At the moment, nobody has built a popular, easy to use quantum computer, but there are lots of interesting experimental ones. The biggest number a quantum computer has factored is 21 (=3*7, after piles of science; see readable poster description of process). But *if* the hardware can be scaled up, a quantum computer could solve problems that are intractable on classical computers. Or perhaps there is some physical limitation on the scale of wavelike effects--the "wavefunction collapse"--and hence quantum computers will always be limited to a too-small number of bits or too-simple circuitry. The big research area at the moment is "quantum error correction", a weird combination of physics-derived math, experimental work on optics benches, and theoretical computer science. At the moment, nobody knows if this scaling of hardware and algorithms will combine to enable useful computations anytime soon.

There's a different "Adiabatic Quantum Computer" design used by British Columbia based quantum computer startup D-Wave that they hope will scale to solve some large problems. The adiabatic part of the name refers to the adiabatic theorem, proved in 1928, that says a system in quantum ground state, moved slowly (adiabatically) to a new state, is still in ground state. In practice, this allows the quantum solution of reasonably large problems, up to 512 bits on their current hardware, but only those that fit this model and the company's choice of wiring. This is not a general-purpose quantum computer, but it has shown speedups on real-world optimization problems. They published some results in Nature (described here), and have some fairly big contracts from Amazon, Lockheed Martin, Google, etc. D-Wave raised another $29 million at the end of 2014, so somebody thinks they're on to something useful.

Basically every big tech company has some people working on quantum computing, from Microsoft to Google.

Resisting Quantum Attacks

How do we deal with the cryptographic threat from quantum computers?
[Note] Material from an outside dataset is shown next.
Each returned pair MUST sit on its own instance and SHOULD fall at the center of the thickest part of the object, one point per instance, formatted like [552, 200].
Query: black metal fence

Hope nobody can ever build a quantum computer.
Patch up a cryptosystem that has a known quantum attack, like RSA or elliptic curves, by just using more bits--for example, since Shor's algorithm takes n³ time, use n=1 billion bits. It's OK, I'll wait.
Sadly, *every* cryptosystem seems vulnerable to a Grover-type quantum brute force attack, assuming the cipher can be implemented quantum gates (that is, workarounds for no-cloning can be figured out). This means the existence of quantum computers will at a minimum require twice as many bits to resist brute force, for example using 256 bits by default instead of 128 bits.
Ideally, we would use a cryptosystem that cannot be implemented efficiently on a quantum computer. For example, the no-cloning theorem makes it difficult to implement algorithms that repeatedly re-use inputs, like many hashes or secret key ciphers.
Use quantum key distribution, not encryption, to distribute cryptographic keys. Send the real data using a quantum distributed one-time pad. (If you can't beat 'em, join 'em!)